Ao longo dos anos, muitos foram aqueles que perceberam o potencial grandioso escondido nas palavras, e como elas poderiam inflamar multidões se bem escritas e discursadas. Hitler foi um deles. E Winston Churchill também. No longa "O Destino de Uma Nação", conhecemos um pouco mais da história, personalidade e talento daquele que evitou que o Reino Unido sucumbisse à ameaça nazista.

Sob a direção firme e bem realizada de Joe Wright, o filme tem como pano de fundo a 2ª Guerra Mundial, mas apresenta um recorte de tempo consideravelmente curto: ele acompanha a tomada de posse de Winston Churchill ao cargo de primeiro-ministro do Reino Unido, no início de maio de 1940, até a execução da operação Dynamo, que salvou mais de 300 mil soldados, no final do mesmo mês.

Com uma trama assim, o longa se encaixa na lista de filmes baseados em personalidades históricas que servem como uma verdadeira aula, mas engana-se quem pensa que, por causa disso, o filme seja chato ou cansativo. Ao longo das duas horas de projeção, o clima de tensão e urgência é sempre presente, intensificado pela boa trilha-sonora de Dario Marianelli. Há ainda momentos mais leves, e até humor.

A fotografia e a montagem também auxiliam para que a atenção do espectador não se perca, mas sem sombra de dúvidas, é a performance de Gary Oldman na pele de Churchill o grande triunfo do filme. Interpretar personalidades históricas é algo muito difícil pois exige um grande trabalho de pesquisa, mas alguns atores se dedicam de corpo e alma ao trabalho e, assim, conquistam a audiência com seu desempenho. Gary Oldman é um exemplo.

O único problema do filme é a trama secundária da jovem Elizabeth Layton (Lily James), que tenta servir de respiro entre a presença quase onipresente de Oldman, mas não tem o destaque necessário para cumprir seu papel. Felizmente, isso não atrapalha a trama principal.

Um dos grandes lançamentos do mês, "O Destino de Uma Nação" merece a atenção do público não apenas por estar presente na maioria das premiações desta temporada, como o Globo de Ouro e o BAFTA, mas também por se tratar de um filme de ótima qualidade técnica e histórica.

Confira o trailer:

'Atualmente nós passamos da oratória para os emojis'

DIÁRIO_ Esta foi uma grande transformação. Qual era a chave para interpretar Winston Churchill?

GARY OLDMAN_ Eu estava tão livre com isso. Eu tinha feito muito trabalho nisso, e nós tínhamos ensaios, então eu sabia disso de cor e salteado. Eu nem tive que pensar sobre isso. Não era como eu estava na noite anterior, olhando as falas. Eu sabia; estava em mim.

Quão cedo você tinha de acordar e ir para o set para fazer a maquiagem?

Eles me pegavam às 2h30 da manhã, algo assim. Joe (o diretor) nunca me viu por três meses como Gary. Ele só me via como Winston. Havia um tipo maravilhoso de liberdade sobre isso. Foi libertador.

O que mais te impressionou sobre Churchill?

Você não pode fazer comparações.
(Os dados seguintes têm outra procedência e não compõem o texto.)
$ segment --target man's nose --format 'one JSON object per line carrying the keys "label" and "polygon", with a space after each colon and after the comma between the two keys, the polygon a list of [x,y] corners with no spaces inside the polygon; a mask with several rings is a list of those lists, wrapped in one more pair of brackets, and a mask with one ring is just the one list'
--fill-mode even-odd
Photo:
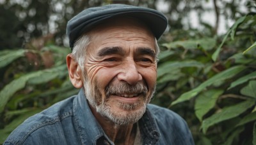
{"label": "man's nose", "polygon": [[136,64],[134,60],[127,61],[122,66],[122,71],[118,76],[119,81],[124,81],[130,85],[134,85],[142,80],[141,74],[137,69]]}

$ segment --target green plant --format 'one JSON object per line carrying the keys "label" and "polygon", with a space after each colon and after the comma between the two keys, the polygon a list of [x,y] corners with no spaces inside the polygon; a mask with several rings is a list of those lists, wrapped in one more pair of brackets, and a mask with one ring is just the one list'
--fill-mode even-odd
{"label": "green plant", "polygon": [[162,43],[153,102],[181,114],[196,144],[256,144],[255,24],[251,13],[223,39]]}

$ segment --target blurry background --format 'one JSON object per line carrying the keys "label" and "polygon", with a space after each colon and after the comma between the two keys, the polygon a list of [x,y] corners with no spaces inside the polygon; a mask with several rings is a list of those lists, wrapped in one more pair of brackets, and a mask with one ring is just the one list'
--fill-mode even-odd
{"label": "blurry background", "polygon": [[67,22],[112,3],[156,9],[169,20],[152,103],[181,115],[196,144],[256,144],[253,0],[0,0],[0,144],[78,92],[65,66]]}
Não consigo pensar em um presidente ou um primeiro-ministro que mudou de partido duas vezes, escreveu mais palavras do que Shakespeare e Dickens juntos, escreveu 50 livros, pintou 500 quadros e teve 16 exposições na Royal Academy, ganhou o Prêmio Nobel de literatura, nos levou à guerra, durante a guerra, antes da entrada de Estados Unidos, quando eram realmente dias escuros. Então, quanto mais leio sobre ele, eu fico, "Deus, olha esse cara!".

Como você conseguiu obter essa maneira muito emblemática de falar?
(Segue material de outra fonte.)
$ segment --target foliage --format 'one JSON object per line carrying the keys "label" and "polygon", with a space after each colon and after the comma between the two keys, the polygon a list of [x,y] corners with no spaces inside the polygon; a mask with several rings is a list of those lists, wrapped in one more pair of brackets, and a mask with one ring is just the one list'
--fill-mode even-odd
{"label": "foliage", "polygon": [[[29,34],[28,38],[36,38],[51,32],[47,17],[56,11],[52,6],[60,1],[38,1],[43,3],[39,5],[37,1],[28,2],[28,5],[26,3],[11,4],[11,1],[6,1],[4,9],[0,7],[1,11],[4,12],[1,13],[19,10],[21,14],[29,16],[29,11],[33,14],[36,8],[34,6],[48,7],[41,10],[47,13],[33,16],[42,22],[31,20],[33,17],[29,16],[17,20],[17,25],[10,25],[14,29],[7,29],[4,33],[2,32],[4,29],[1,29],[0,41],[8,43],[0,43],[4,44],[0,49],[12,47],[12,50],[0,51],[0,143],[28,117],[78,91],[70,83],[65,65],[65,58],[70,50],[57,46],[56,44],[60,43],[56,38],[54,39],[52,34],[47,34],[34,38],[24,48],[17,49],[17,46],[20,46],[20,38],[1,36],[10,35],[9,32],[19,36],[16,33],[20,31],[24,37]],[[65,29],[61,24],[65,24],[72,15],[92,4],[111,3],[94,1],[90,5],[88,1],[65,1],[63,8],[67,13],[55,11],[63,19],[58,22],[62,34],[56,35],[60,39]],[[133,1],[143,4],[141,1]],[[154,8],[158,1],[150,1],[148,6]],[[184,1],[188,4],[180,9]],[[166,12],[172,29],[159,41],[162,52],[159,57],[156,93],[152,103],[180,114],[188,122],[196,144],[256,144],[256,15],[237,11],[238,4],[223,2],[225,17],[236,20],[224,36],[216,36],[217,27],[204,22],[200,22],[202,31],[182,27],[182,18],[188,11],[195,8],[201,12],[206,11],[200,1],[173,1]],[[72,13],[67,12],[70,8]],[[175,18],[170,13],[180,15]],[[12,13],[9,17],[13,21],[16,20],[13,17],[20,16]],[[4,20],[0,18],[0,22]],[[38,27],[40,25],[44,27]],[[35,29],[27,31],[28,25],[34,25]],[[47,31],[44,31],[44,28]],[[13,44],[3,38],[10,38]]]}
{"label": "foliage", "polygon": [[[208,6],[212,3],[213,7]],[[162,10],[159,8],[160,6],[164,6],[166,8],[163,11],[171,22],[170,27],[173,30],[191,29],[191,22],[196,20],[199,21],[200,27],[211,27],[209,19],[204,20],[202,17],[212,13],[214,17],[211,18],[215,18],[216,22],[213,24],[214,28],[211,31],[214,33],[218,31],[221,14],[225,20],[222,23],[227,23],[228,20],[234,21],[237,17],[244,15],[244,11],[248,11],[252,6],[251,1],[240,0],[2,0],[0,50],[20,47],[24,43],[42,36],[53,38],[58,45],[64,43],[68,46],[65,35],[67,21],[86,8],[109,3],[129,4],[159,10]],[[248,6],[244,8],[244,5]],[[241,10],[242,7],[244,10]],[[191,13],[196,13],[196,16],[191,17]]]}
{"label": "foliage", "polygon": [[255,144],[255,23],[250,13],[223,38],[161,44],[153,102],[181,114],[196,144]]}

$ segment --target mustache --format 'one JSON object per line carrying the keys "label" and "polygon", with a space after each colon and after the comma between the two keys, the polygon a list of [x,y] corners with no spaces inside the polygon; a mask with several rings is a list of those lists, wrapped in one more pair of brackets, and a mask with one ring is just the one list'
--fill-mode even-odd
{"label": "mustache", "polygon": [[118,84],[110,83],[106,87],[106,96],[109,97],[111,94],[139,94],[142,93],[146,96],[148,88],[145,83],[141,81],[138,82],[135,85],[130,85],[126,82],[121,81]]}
Eu trabalhei com um cantor de ópera, um cara chamado Michael Dean. Ele é um professor e cantor, e nós trabalhamos onde os seus registros estavam em um piano. "Essa foi a nota mais baixa, e é aí que ele fala" - e então eu fiz o trabalho de voz com ele. Eu sou mais um tenor, e eu precisava desse baixo para bater de vez em quando.

Você acha que o filme tem relação com a política atual?

Nós não fomos tentando fazer algo nesse sentido. Hoje vivemos em um mundo muito diferente. Nós passamos da oratória para os emojis.